O que aconteceu: falha no processamento de e-mails confidenciais
O Copilot é projetado para auxiliar usuários na criação de conteúdos, análises e resumos com base em dados disponíveis nos aplicativos corporativos, como o Outlook. No entanto, devido a um erro de lógica no tratamento de permissões, o sistema passou a ignorar rótulos de confidencialidade e políticas de segurança já estabelecidas.
“O chat da ‘aba de trabalho’ do Microsoft 365 Copilot está resumindo as mensagens de e-mail, embora essas mensagens de e-mail tenham um rótulo de sensibilidade aplicado e uma política de DLP esteja configurada.”
Na prática, isso permitiu que o Copilot processasse e resumisse mensagens de e-mail que deveriam estar protegidas por políticas de Prevenção contra Perda de Dados (DLP) e por etiquetas de sensibilidade configuradas pelos administradores de TI. O comportamento contrariou o modelo de segurança esperado, no qual a IA deveria respeitar rigorosamente os mesmos controles de acesso aplicados aos usuários humanos.
Por que a falha é considerada grave
Em ambientes corporativos, políticas de DLP e rótulos de sensibilidade são fundamentais para o cumprimento de regulamentações como o GDPR, a HIPAA e normas internas de proteção de propriedade intelectual.
Ao contornar esses controles, a falha expôs as organizações a riscos significativos, incluindo:
- Possível vazamento de informações estratégicas e dados pessoais;
- Violação de requisitos regulatórios e de conformidade;
- Uso indevido de dados confidenciais por sistemas automatizados;
- Redução da confiança em ferramentas de IA integradas ao ambiente corporativo.
Especialistas em segurança alertam que falhas internas, mesmo sem exploração ativa por atacantes externos, podem gerar impactos comparáveis a incidentes clássicos de vazamento de dados.
Resposta da Microsoft e status da correção
A Microsoft reconheceu oficialmente o problema e iniciou a distribuição de uma correção no início de fevereiro de 2026. Segundo a empresa, o erro foi corrigido por meio de ajustes no mecanismo de validação de permissões do Copilot, garantindo que rótulos de confidencialidade e políticas de DLP sejam respeitados durante o processamento de informações.
Apesar disso, a companhia não divulgou detalhes sobre o número exato de clientes afetados nem sobre a extensão do impacto. A atualização está sendo aplicada de forma progressiva nos ambientes do Microsoft 365, e clientes corporativos estão sendo orientados a verificar se os patches já foram efetivamente implementados.
Impacto no debate sobre segurança de IA corporativa
O incidente reacendeu discussões globais sobre o uso de inteligência artificial em ambientes empresariais sensíveis. Órgãos governamentais e grandes instituições passaram a revisar políticas internas relacionadas ao uso de IA, reforçando a necessidade de controles mais rígidos, auditorias independentes e maior transparência por parte dos fornecedores de tecnologia.
Casos como esse evidenciam que, à medida que ferramentas de IA ganham acesso a volumes cada vez maiores de dados corporativos, falhas de controle podem ter consequências amplificadas.
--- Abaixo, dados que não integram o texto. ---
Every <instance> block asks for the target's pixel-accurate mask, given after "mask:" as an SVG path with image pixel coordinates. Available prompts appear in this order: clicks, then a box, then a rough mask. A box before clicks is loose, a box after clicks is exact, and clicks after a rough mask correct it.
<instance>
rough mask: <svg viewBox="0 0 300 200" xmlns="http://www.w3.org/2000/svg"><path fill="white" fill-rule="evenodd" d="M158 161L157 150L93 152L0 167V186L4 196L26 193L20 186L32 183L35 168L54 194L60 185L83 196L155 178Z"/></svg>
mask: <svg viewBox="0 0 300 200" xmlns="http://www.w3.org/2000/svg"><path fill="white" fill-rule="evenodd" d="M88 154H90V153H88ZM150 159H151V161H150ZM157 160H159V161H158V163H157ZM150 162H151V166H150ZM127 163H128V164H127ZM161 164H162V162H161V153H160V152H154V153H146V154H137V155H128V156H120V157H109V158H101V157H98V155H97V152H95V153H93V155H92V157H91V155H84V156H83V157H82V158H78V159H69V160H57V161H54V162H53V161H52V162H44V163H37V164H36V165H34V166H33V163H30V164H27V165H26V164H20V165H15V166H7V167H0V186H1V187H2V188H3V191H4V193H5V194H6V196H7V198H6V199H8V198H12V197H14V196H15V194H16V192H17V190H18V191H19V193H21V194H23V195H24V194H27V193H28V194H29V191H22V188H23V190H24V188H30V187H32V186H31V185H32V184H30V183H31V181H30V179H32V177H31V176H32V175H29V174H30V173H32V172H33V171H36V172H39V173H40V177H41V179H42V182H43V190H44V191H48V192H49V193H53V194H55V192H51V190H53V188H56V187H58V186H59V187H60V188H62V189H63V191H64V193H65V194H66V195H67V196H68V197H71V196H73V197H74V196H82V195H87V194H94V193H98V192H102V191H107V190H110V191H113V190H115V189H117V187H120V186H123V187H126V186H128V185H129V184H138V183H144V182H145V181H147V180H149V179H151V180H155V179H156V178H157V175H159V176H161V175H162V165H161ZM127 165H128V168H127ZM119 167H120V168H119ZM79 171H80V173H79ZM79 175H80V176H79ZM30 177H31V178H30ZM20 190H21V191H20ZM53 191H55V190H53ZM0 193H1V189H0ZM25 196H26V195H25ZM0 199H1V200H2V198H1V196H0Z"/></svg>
Recomendações para organizações que utilizam o Microsoft 365 Copilot
Empresas que adotam o Copilot devem considerar as seguintes ações imediatas:
- Confirmar a aplicação das atualizações de segurança mais recentes;
- Revisar políticas de DLP e rótulos de sensibilidade, especialmente no contexto de IA;
- Auditar logs de uso do Copilot durante o período da vulnerabilidade;
- Reavaliar permissões concedidas a ferramentas automatizadas;
- Definir diretrizes claras para o uso de IA em comunicações altamente sensíveis.
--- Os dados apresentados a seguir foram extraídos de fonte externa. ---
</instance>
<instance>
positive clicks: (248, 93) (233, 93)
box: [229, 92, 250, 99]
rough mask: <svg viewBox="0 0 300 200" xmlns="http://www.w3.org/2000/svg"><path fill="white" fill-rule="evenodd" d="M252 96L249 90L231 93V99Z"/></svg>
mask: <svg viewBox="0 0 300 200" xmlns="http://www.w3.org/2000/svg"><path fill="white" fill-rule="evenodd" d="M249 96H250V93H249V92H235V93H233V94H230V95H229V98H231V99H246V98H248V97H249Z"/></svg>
A correção da falha que permitiu ao Copilot acessar e resumir e-mails confidenciais destaca os desafios de integrar inteligência artificial a ambientes corporativos complexos e regulados. Embora a Microsoft tenha agido para mitigar o problema, o episódio reforça a importância de uma abordagem de segurança baseada em princípio de menor privilégio, monitoramento contínuo e validações rigorosas quando IA passa a operar sobre dados críticos.
Para organizações, o caso serve como alerta: soluções de IA devem ser tratadas como componentes centrais da estratégia de segurança, e não apenas como ferramentas de produtividade.